Hi-C data processing
Paired-end raw reads of the Hi-C libraries were processed using the HiC-Pro66 (v.3.0.0) Singularity container provided by HiC-Pro (https://github.com/nservant/HiC-Pro). Briefly, sequencing reads were first independently aligned to the reference human genome (hg38) using the Bowtie 2 (ref. 67) end-to-end algorithm and ‘-very-sensitive’ option. To rescue the unmapped chimeric fragments spanning the ligation junction, the ligation site was detected using an exact matching procedure; the 5′ fraction of the reads was aligned back to the reference genome. Unmapped reads, multimapped reads and singletons were then discarded. Each pair of aligned reads was then assigned to MboI restriction fragments.

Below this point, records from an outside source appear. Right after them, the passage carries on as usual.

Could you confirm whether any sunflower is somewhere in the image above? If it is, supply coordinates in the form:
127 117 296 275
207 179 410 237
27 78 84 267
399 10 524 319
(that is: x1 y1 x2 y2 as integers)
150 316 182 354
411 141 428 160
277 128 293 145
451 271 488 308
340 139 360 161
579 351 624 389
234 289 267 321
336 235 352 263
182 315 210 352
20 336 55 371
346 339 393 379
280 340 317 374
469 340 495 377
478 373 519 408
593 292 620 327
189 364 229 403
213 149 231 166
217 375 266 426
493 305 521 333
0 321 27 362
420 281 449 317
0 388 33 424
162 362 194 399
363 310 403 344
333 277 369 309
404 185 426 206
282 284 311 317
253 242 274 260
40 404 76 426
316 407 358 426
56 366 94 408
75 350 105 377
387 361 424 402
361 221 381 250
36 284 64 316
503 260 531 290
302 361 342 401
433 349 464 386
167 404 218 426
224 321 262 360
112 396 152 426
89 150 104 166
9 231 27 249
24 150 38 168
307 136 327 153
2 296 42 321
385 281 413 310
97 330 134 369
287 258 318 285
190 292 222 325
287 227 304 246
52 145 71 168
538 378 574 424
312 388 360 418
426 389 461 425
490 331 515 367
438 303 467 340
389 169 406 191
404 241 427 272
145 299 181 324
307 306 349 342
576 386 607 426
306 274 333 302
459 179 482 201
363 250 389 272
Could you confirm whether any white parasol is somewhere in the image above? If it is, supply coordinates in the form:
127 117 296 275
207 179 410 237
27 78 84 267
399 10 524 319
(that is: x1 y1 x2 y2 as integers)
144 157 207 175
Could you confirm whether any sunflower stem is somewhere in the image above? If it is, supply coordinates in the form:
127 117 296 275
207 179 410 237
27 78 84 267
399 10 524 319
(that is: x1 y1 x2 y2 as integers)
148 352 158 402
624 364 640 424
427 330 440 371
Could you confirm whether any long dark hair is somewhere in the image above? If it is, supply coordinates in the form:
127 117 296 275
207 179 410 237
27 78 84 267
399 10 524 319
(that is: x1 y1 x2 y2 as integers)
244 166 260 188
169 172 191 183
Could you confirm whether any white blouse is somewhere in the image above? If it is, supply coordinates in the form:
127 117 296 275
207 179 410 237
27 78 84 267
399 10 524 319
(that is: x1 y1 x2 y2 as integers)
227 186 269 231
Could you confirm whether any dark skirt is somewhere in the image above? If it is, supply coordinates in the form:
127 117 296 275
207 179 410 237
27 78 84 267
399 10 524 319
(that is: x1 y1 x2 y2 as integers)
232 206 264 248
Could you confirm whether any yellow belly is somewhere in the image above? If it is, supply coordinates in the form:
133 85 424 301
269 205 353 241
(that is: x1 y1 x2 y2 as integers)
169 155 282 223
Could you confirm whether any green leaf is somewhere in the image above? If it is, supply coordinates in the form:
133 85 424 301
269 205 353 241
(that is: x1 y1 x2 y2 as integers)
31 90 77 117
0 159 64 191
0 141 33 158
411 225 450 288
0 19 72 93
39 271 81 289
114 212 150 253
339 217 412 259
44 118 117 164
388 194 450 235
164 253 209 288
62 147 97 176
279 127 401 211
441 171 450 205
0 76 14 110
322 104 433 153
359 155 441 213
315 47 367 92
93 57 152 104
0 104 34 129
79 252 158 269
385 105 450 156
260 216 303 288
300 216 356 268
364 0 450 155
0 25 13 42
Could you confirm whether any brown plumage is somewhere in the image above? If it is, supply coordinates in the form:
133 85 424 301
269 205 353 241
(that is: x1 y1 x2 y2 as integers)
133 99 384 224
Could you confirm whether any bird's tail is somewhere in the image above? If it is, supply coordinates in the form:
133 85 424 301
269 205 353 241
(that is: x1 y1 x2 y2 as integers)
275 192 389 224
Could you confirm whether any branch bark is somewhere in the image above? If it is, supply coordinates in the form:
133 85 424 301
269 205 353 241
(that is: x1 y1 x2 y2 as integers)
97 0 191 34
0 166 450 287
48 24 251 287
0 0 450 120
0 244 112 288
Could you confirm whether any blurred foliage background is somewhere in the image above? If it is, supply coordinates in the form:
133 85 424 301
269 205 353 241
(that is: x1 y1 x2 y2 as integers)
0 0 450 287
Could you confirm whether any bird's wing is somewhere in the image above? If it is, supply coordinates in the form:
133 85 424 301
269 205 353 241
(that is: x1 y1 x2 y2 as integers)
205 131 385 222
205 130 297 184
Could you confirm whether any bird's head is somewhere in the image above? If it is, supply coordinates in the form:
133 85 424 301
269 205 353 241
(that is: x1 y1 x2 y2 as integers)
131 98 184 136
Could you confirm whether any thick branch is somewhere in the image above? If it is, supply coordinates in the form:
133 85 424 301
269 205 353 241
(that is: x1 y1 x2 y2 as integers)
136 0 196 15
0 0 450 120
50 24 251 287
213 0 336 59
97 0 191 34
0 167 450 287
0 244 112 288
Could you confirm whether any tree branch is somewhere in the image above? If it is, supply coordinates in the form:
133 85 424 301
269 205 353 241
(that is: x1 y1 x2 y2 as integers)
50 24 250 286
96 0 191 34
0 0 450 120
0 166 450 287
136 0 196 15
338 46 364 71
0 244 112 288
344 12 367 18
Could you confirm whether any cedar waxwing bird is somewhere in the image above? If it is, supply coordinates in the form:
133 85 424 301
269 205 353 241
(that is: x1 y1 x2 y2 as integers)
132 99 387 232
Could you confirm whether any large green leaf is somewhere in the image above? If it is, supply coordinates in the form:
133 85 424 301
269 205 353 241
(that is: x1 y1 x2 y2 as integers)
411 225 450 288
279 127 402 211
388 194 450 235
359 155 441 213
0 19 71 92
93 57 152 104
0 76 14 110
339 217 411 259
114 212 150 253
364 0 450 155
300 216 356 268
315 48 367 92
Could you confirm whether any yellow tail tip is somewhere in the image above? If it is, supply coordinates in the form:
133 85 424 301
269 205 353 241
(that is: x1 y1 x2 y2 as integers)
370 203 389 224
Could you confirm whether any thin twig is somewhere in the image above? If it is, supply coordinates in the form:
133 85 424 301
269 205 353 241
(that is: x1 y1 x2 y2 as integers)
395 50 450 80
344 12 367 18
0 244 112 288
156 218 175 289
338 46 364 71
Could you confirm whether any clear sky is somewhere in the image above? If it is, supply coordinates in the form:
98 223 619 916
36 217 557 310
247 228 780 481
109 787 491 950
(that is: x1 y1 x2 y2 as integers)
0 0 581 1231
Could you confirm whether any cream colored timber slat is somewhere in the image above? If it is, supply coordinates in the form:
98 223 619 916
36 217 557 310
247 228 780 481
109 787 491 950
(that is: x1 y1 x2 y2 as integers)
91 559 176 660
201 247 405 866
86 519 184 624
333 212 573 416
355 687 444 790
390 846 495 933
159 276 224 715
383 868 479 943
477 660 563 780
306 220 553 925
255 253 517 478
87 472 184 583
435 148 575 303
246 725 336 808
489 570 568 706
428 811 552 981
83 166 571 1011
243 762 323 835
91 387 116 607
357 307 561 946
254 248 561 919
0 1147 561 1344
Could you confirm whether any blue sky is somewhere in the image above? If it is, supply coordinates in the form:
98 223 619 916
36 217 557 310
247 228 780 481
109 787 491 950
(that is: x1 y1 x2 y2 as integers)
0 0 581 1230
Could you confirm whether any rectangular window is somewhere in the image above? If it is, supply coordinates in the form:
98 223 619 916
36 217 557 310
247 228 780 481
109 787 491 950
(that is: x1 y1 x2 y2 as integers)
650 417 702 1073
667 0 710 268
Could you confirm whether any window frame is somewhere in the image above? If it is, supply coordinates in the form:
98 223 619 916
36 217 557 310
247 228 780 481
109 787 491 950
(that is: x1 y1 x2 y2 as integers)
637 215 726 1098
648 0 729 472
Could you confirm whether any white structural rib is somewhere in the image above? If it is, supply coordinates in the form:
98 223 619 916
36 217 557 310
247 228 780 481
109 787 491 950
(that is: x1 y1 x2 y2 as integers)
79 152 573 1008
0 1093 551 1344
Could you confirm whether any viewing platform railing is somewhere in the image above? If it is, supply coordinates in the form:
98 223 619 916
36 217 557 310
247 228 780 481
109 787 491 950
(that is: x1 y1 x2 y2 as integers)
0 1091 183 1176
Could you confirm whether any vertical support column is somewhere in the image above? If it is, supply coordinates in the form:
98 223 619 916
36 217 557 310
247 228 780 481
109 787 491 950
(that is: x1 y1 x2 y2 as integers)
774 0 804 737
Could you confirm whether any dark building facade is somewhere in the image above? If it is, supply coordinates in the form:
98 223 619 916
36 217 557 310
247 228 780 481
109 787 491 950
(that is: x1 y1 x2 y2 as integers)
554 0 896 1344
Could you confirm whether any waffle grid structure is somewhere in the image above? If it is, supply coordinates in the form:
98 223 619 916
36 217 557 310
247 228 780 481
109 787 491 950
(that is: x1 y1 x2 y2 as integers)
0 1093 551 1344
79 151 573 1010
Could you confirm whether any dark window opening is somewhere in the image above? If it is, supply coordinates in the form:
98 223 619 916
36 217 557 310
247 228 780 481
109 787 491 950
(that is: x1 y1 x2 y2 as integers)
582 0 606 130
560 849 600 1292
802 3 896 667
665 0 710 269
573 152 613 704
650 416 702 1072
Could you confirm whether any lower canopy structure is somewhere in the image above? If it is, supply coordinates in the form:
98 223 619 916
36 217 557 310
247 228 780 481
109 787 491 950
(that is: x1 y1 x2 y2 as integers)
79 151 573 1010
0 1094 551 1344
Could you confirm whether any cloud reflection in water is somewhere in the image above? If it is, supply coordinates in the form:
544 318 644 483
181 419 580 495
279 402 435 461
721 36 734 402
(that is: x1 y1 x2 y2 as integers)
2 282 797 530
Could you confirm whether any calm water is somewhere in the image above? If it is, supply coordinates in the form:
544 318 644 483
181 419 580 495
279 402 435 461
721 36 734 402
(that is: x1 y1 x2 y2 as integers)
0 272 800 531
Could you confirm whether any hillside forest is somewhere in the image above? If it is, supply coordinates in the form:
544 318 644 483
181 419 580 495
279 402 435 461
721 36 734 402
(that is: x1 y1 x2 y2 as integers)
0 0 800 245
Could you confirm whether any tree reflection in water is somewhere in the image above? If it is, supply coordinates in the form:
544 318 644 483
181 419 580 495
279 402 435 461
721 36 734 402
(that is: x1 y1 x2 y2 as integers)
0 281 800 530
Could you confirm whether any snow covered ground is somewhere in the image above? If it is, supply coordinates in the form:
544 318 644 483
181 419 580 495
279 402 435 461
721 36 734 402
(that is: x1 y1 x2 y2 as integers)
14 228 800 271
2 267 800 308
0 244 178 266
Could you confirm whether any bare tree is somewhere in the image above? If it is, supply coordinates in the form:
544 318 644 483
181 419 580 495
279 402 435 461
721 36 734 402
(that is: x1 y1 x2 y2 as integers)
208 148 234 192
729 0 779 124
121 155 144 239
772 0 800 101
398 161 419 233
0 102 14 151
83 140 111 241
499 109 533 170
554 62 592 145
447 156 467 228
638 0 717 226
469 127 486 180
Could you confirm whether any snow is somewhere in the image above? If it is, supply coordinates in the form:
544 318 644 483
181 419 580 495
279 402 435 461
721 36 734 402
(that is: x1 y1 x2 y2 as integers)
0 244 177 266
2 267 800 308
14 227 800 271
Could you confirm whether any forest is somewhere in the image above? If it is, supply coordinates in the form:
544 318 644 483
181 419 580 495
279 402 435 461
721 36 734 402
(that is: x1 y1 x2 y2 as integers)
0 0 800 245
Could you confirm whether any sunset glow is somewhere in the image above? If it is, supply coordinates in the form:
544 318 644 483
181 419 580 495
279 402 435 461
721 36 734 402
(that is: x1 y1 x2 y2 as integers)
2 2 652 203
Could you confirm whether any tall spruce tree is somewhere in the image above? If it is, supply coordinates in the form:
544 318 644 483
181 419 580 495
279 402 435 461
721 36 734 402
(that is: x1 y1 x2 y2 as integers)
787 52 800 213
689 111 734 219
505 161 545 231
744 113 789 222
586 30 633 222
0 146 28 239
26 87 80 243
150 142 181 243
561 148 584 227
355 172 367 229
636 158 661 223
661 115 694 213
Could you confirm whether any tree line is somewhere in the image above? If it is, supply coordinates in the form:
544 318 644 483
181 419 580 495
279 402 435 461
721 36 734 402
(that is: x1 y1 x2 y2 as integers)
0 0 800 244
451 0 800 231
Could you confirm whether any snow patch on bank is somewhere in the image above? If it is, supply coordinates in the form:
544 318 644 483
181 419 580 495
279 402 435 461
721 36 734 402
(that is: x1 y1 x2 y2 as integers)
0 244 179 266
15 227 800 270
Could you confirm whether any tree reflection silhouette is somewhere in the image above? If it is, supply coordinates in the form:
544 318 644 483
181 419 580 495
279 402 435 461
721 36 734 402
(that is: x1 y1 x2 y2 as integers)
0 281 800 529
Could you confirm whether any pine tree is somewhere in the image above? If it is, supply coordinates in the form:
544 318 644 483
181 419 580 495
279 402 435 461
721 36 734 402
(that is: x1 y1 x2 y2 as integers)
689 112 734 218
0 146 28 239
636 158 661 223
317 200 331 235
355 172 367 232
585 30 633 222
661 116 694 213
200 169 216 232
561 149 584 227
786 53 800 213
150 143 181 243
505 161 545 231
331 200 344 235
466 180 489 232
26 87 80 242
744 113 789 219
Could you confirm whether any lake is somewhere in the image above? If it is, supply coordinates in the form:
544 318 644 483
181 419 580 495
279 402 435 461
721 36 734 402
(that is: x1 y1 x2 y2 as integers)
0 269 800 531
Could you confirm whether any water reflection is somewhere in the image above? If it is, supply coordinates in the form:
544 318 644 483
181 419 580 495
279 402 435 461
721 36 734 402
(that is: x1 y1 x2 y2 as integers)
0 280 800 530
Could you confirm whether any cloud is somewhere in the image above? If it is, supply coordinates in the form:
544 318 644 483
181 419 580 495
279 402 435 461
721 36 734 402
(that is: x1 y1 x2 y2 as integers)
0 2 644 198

Read pairs from uncut DNA, self-circle ligation and PCR artifacts were filtered out and the valid read pairs involving two different restriction fragments were used to build the contact matrix. Valid read pairs were then binned at a 10-kb resolution. The binned contact matrix was then normalized using the iterative correction method68 to correct for biases such as GC content, mappability and effective fragment length in the Hi-C data.
To identify TADs, we used TopDom (v.0.0.2)69, which efficiently discovers boundaries between self-associating territories of chromatin. TopDom has a single parameter w, which defines the window size used to measure the degree of association between regions upstream and downstream from a bin. To optimize this parameter, we compared estimates of the Pearson’s correlation coefficient between bins defined as being within a TAD across a range of inputs and selected the w parameter that yielded the highest median correlation. We then identified A and B compartments using HiTC (v.1.34.0)70 with default parameters. Absent A and B calls refer to the pca.hic function returning an NA value.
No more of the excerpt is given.